District to propose two options for continued space crunch in January

OXFORD– Residents in the Clear Creek Amana (CCA) Community School District will likely be asked to approve another bond issue next September as the ongoing enrollment increases continue to max out the available classroom spaces.
The district last sought voter approval to issue bonds for construction projects in 2017 in the amount of $36 million, which were used to build Oak Hill Elementary School in Tiffin, expand parking at the middle school/high school campus in Tiffin, pay for HVAC and security upgrades at Amana Elementary, fund a new gymnasium for Clear Creek Elementary in Oxford and a second expansion of the high school. The projects from the 2017 bond are scheduled to be completed in 2022.
However, by 2023 the district will again be facing a severe shortage of elementary space, CCA Superintendent Tim Kuehl explained to the district school board of directors during a work session on Wednesday, Dec. 4, at the administrative offices in Oxford.
The district’s administrative team came up with two options to provide additional elementary instructional space. However, both require voter approval for the district to take on additional debt through the issuance of general obligation (GO) bonds to pay for the projects.
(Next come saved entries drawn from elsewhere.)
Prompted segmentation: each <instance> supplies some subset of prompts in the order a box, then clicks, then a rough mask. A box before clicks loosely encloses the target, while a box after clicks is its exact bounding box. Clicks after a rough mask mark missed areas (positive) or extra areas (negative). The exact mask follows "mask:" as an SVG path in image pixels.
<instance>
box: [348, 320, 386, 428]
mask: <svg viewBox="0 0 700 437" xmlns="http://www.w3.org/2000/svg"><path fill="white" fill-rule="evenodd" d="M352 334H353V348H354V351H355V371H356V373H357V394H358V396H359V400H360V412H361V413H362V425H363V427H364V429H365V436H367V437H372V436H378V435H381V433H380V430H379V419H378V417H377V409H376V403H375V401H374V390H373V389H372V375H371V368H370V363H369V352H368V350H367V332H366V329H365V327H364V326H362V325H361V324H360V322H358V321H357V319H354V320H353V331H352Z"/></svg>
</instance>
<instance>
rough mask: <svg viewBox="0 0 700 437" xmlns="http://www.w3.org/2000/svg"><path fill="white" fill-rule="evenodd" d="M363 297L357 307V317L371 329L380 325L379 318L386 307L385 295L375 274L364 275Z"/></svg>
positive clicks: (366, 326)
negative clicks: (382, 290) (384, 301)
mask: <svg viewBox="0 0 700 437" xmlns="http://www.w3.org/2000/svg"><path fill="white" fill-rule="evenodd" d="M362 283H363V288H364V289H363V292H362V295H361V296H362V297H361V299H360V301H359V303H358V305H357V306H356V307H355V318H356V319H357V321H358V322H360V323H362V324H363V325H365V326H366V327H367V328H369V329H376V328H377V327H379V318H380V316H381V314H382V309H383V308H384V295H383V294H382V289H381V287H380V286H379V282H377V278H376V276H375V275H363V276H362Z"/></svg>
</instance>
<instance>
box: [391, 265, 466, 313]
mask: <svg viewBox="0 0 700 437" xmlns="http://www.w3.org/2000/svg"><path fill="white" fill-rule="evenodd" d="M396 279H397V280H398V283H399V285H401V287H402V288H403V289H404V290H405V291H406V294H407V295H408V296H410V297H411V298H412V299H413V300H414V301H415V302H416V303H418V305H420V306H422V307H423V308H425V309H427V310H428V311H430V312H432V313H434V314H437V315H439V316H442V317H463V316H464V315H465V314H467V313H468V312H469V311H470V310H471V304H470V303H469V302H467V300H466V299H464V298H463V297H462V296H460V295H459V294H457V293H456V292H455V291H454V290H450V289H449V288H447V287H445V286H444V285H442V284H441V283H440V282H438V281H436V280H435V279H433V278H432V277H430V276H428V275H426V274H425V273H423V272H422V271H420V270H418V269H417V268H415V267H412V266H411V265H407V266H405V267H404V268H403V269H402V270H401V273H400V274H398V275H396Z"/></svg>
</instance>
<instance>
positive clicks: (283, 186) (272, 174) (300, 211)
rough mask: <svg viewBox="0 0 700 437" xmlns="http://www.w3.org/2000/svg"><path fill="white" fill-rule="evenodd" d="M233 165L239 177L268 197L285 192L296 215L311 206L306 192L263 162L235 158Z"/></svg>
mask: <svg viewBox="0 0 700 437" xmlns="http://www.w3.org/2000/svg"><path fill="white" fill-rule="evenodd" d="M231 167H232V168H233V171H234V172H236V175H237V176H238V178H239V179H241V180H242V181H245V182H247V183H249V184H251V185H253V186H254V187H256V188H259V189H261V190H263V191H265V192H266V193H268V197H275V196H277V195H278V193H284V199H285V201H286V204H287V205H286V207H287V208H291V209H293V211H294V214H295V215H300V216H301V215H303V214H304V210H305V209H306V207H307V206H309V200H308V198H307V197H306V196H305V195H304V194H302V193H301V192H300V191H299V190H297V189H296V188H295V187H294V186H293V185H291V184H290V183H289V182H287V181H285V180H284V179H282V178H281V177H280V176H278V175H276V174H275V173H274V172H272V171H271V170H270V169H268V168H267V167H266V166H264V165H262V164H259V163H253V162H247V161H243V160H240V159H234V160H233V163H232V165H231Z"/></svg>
The district could add additional classroom “pods” to North Bend Elementary (NBE) in North Liberty, Tiffin Elementary (TE) and Oak Hill Elementary (OHE). The schools were built in a somewhat modular fashion with pods consisting of six classrooms, a common space and office/workroom areas. Doing so would provide CCA with a total elementary capacity of 2,565 at an estimated cost of $16 million.
Or, the district could build a new 600-student elementary school at an estimated cost of $25 million. Kuehl noted the district would have approximately $28-29 million in bonding capacity in 2023, which would make either option possible financially.
While the pods are less expensive, NBE Principal Brenda Parker pointed out, at least in her case, one pod will not be enough to accommodate the anticipated growth and not permit her building to go to the desired pre-K-fifth grade configuration. It was a lack of space at NBE and TE which prompted the district to build Oak Hill and make it a fourth- and fifth-grade building. The district has a preference for pre-K-fifth grade elementary buildings, but population growth, particularly on the east side of the district, made that an impossibility.
Parker stated she would need at least eight classrooms but a pod is only six. Parker also said adding a pod to all three buildings would be a temporary fix at best, saying they will undoubtedly fill those spaces, as well, and again be in need of even more space. She said a new elementary school would provide “more bang for your buck.”
Middle School Principal Brad Fox acknowledged $16 million would be more attractive than $25 million but, “We’re looking at the budget, but we also need to look at what’s best for the kids.”
“Whatever we do, it won’t be the last elementary project,” Kuehl said in response, and clarified with the district’s debt capacity and debt limit it was an either-or proposition.
Additional concerns regarding the pods were brought up in the ensuing discussion including reiterating insufficient instructional space, continuation of pre-K-third grade configurations for NBE and TE, a lack of space for preschool needs, and the potential need for additional ancillary facilities such as additional parking, the need to expand the kitchen and lunchroom areas, and even more playground equipment being necessary; all of which means even more dollars.
A new elementary school, however, would provide a longer window of capacity, Kuehl said. A site for such a building has not been identified, but the district did recently purchase land just east of the administrative building along Highway 6 near Oxford, and purchased land in Tiffin across the highway from the high school. Also, the City of Coralville expressed interest in locating an elementary school in the West Land Use Area between Highway 965, Interstate 380, Highway 6 and Forevergreen Road. At some future point, an elementary school could also be located in the northwestern part of North Liberty. One certainty however is any new school, and even the addition of pods, would lead to redrawing attendance area boundaries, a task the district last undertook in 2014.
The district will host a public information meeting on Tuesday, Jan. 7, at the middle school starting at 6 p.m.